In [2]:
import pandas as pd
"""
- This is a dictionary of column → values
- Each list represents a column
- All lists must be the same length → here 4 rows
"""
raw_data2= {
    'id': [7, 8, 9, 10],
    'city': ['Berlin', 'Munich', 'London', 'Amsterdam'],
    'rank': ['21st', '32nd', '23rd', '44th'],
    'population': ['10M', '14M', '20M', '6M']
}

df2 = pd.DataFrame(raw_data2,
                   index = pd.Index(['A', 'B', 'C', 'D'], name='letter'),
                   columns=pd.Index(['id', 'city', 'rank', 'population'],
                   name='attributes'))

df2

attributes,id,city,rank,population
letter,Unnamed: 1_level_1,Unnamed: 2_level_1,Unnamed: 3_level_1,Unnamed: 4_level_1
A,7,Berlin,21st,10M
B,8,Munich,32nd,14M
C,9,London,23rd,20M
D,10,Amsterdam,44th,6M


Note: In above dataframe,

Row index has a name: letter
Column index has a name: attributes

THe name parameter assigns a label (metadata) to the index object.
It does not affect data, computation, or performance - it is semantic information.

Every Dataframe has two axes:
*  Axis 0 → Row index
*  Axis 1 → Column index

Each axis is represented internally as an Index Object.
The name attribute is:
* a descriptor for that axis
* used in display, reshaping, joins, groupyby, and exports

What happens where the index is reset ?
    df2.reset_index()

- If the index has a name, it becomes the name of the new column
- If the index had no name -> index becomes the column name

Index names are preserved when the dataframe is exported into  (Parquet, CSV, SQL)

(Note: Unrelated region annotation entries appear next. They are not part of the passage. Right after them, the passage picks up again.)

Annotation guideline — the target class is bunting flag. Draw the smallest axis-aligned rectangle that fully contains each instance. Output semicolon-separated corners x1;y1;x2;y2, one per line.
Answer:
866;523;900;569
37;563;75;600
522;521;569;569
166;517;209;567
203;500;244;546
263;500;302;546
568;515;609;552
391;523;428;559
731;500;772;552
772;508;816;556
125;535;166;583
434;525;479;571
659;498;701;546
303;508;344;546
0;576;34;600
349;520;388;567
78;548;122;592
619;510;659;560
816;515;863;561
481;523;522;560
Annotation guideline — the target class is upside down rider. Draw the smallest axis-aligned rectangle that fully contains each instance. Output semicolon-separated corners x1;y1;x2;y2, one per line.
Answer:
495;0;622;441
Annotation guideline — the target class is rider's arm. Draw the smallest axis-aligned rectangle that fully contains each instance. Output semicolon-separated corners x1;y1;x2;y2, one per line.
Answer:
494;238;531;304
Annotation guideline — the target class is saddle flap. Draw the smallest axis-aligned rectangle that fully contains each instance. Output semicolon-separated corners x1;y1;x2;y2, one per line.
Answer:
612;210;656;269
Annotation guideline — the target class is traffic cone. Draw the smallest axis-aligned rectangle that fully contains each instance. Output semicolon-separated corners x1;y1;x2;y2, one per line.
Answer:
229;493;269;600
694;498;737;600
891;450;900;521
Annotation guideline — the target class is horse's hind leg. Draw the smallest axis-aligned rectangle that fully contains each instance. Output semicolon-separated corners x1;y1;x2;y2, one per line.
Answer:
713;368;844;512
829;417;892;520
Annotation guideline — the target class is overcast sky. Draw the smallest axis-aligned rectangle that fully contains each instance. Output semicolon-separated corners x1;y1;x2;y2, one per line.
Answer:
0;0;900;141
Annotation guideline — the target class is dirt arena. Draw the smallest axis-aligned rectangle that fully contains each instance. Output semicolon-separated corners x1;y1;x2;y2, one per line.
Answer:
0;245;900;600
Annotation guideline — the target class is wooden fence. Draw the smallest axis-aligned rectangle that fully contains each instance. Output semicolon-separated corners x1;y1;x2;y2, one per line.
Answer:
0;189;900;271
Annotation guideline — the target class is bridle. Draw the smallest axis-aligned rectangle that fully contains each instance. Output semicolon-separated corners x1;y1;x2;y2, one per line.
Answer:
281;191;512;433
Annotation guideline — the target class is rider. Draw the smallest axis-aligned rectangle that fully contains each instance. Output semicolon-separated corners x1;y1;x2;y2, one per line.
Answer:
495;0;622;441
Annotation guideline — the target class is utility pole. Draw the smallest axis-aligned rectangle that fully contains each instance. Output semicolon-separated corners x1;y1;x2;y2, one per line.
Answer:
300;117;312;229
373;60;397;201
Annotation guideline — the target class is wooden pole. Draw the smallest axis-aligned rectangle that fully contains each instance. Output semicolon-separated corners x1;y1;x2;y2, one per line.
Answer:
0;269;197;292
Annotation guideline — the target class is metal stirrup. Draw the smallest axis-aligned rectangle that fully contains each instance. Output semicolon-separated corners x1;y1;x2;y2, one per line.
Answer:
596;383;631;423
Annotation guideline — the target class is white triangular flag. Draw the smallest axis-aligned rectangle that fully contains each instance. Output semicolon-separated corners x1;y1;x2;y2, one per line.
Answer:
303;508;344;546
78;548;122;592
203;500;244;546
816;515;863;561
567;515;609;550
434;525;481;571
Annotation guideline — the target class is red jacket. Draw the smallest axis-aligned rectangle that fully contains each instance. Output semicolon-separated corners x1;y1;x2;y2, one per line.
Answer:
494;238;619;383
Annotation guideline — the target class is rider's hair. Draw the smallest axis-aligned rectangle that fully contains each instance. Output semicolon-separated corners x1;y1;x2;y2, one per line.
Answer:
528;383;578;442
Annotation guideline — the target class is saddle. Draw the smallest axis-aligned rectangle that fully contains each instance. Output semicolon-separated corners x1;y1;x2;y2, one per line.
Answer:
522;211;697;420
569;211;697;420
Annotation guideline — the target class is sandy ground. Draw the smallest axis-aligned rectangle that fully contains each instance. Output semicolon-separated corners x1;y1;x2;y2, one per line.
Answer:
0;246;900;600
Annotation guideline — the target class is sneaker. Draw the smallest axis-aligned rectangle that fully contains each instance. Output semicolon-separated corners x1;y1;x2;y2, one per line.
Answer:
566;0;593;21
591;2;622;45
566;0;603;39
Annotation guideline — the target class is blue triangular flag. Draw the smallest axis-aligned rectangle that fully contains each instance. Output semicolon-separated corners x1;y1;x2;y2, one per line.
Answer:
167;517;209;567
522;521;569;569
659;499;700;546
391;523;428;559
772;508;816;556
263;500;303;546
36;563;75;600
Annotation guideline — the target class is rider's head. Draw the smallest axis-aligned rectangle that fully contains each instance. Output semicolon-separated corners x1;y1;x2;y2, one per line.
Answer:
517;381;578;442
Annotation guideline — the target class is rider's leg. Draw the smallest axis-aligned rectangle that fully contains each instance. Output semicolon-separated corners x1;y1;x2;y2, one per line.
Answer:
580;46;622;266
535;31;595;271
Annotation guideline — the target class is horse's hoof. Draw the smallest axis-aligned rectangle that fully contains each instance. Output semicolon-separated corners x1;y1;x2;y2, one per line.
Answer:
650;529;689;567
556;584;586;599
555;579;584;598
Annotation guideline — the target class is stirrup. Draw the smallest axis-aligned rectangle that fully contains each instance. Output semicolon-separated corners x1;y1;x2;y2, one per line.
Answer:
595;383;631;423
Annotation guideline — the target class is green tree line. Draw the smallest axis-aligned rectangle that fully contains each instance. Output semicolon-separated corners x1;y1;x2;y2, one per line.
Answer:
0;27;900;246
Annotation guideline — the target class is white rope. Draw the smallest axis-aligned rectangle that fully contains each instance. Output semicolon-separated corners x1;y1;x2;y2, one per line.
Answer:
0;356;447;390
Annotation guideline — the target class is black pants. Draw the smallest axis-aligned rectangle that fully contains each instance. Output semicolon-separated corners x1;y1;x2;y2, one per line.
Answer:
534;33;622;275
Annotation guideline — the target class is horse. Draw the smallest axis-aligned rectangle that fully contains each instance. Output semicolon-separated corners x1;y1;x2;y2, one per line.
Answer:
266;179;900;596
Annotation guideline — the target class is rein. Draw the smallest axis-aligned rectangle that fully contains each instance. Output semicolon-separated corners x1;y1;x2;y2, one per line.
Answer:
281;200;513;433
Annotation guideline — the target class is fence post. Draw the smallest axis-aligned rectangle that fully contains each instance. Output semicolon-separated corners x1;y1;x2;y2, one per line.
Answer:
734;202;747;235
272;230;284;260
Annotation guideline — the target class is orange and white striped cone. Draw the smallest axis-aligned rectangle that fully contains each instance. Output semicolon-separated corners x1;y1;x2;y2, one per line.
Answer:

Axis names: Are written to Parquet schema
Preserved in Arrow
Used by downstream systems (Spark, Athena, BigQuery)

#### Is a Data Engineering Best Practice
columns = pd.Index(
    ['id', 'city', 'rank', 'population'],
    name='attributes'
)

This:
- Documents schema intent
- Prevents accidental column reordering
- Helps schema validation & data contracts

Care when:
Building data platforms
Working with ML features
Designing schemas
Using groupby / pivot / stack
Exporting to Parquet / Spark / SQL


In MultiIndex

Names allow:

    - Clean groupby(level='region')
    - Clear SQL-like semantics
    - Easier debugging in large data platforms



In [None]:
pd.MultiIndex.from_product(
    [['EU', 'UK'], [2023, 2024]],
    names=['region', 'year']
)

In [3]:
df = df2.copy()
df['region'] = ['EU', 'EU', 'UK', 'EU']
df = df.set_index(['region', df.index])
df.index.names = ['region', 'letter']


In [4]:
df.groupby(level='region').count()

attributes,id,city,rank,population
region,Unnamed: 1_level_1,Unnamed: 2_level_1,Unnamed: 3_level_1,Unnamed: 4_level_1
EU,3,3,3,3
UK,1,1,1,1


### Required for advanced index types

Only pd.Index (or subclasses) can represent:

| Index Type         | Example                |
| ------------------ | ---------------------- |
| `DatetimeIndex`    | Time series            |
| `CategoricalIndex` | Memory-optimized enums |
| `MultiIndex`       | OLAP-style data        |
| `RangeIndex`       | Fast integer ranges    |

Pandas uses Index objects because alignment, joins, slicing, and broadcasting rely on labeled, immutable axes. Explicitly constructing pd.Index allows attaching metadata, enforcing schema, and enabling advanced analytical operations.